Лето, очень плохое лето - Баруздин Сергей Алексеевич (бесплатные полные книги .txt) 📗
— Там, доченька, все же лучше связь налажена…
В Москве шел такой же дождь, как на даче. И не совсем такой. Но листья, зеленые, не успевшие пожелтеть листья, так же падали на мостовые и тротуары, так же кружились над улицами и прилипали к подошвам и стенам домов, к машинам и троллейбусам. И все же Москва была не такая под дождем…

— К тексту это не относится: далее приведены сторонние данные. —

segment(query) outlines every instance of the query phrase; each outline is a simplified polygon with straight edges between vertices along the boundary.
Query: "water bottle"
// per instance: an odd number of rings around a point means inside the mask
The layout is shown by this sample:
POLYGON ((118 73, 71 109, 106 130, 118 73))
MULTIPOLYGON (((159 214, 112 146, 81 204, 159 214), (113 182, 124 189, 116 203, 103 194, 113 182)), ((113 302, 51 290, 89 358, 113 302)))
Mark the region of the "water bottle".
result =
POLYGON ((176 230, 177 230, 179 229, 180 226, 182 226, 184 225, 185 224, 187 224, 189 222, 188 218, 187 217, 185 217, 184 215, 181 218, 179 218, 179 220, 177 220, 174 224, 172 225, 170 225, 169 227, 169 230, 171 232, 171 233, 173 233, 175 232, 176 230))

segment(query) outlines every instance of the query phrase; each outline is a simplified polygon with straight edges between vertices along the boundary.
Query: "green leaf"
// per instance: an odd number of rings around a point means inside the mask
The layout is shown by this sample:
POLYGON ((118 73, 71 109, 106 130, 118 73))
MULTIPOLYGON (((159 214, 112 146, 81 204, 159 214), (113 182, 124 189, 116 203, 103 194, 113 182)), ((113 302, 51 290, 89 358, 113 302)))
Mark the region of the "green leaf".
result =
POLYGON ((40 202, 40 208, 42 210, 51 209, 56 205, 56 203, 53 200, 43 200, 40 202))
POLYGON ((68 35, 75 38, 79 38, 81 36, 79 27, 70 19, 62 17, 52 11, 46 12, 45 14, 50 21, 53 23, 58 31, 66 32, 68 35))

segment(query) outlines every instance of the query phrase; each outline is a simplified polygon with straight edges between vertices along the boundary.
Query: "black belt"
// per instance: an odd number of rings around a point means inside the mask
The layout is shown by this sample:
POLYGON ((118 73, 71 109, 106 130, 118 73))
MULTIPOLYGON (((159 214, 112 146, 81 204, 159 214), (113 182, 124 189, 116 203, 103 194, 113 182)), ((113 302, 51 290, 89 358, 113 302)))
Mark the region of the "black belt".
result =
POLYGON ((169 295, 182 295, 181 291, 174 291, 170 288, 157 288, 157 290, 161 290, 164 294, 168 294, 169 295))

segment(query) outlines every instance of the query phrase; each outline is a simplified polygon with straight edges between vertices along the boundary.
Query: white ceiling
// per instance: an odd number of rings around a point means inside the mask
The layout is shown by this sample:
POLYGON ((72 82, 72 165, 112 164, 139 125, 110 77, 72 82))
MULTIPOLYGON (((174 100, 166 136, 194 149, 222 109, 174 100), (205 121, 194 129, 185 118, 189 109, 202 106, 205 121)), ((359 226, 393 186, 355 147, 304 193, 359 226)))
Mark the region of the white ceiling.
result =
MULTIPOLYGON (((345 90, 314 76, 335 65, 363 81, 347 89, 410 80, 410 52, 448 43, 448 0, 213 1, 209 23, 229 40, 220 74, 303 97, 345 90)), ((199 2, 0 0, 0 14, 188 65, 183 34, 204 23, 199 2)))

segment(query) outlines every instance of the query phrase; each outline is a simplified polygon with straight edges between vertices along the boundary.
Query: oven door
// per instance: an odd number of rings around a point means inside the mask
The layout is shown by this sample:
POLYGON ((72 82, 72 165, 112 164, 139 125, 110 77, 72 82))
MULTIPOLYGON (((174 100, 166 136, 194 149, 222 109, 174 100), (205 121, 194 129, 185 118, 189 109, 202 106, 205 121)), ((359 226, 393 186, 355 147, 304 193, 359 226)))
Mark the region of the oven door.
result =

Город промок и посерел, люди, и без того вечно торопящиеся, обгоняли друг друга, словно на соревнованиях, и отчаянно ныряли в потоки машин, и спешили скрыться в подъездах, метро и дверях магазинов. Над Москвой висел серый, дождливый туман, сыпал и сыпал дождь на мокрый асфальт и крыши домов, на плащи и зонты… Но Москва оставалась Москвой и в такую погоду. На улицах бойко предлагали мороженое, жареные пирожки и приключенческие книги. Подмокшие, как и люди, голуби вспархивали из-под ног прохожих и колес автомашин. Толпились очереди на остановках троллейбусов и возле уличных фруктовых киосков, у кинотеатров и табачных будок. Женщины торговали гладиолусами и гвоздиками, грибами и редиской на стихийно возникших тротуарных базарах. Для детей надували разноцветные шары, пенсионерам продавали «Неделю», оптимистов завлекали «самыми счастливыми» лотерейными билетами, поскольку до тиража осталось всего три дня. Дождь подгонял здесь все и всех. Он не мог остановить ни людей, ни машин, ни жизни большого города. Да и привыкли к нему все, к дождю, за это лето!
В дождливую погоду темнеет рано. Пока Лида и Валентина Михайловна добрались до нужного дома, на улице начало смеркаться.
— Ты подожди меня, доченька. Я быстро, — сказала мать.
Лида прижалась к подъезду огромной двери с блестящими медными кольцами вместо ручек. Чтобы не мокнуть под дождем. А к подъезду все подъезжали и подъезжали машины. Лида не разбиралась в марках, и мальчишки в школе не раз посмеивались над ней, когда она называла «Волгу» «Победой», а «ЗИМ» — «ЗИСом», но тут и она заметила, что среди привычных, примелькавшихся было много машин странных, непохожих на все знакомые. Непомерно широкие и длинные, приземистые и высокие, маленькие, почти игрушечные, и громоздкие, похожие чуть ли не на целый вагон поезда, разные по расцветке и формам, они бесшумно, почти неслышно подкатывали к подъезду, и казалось, что они подвозят не обычных людей — пассажиров, а каких-то тайных советников и советниц.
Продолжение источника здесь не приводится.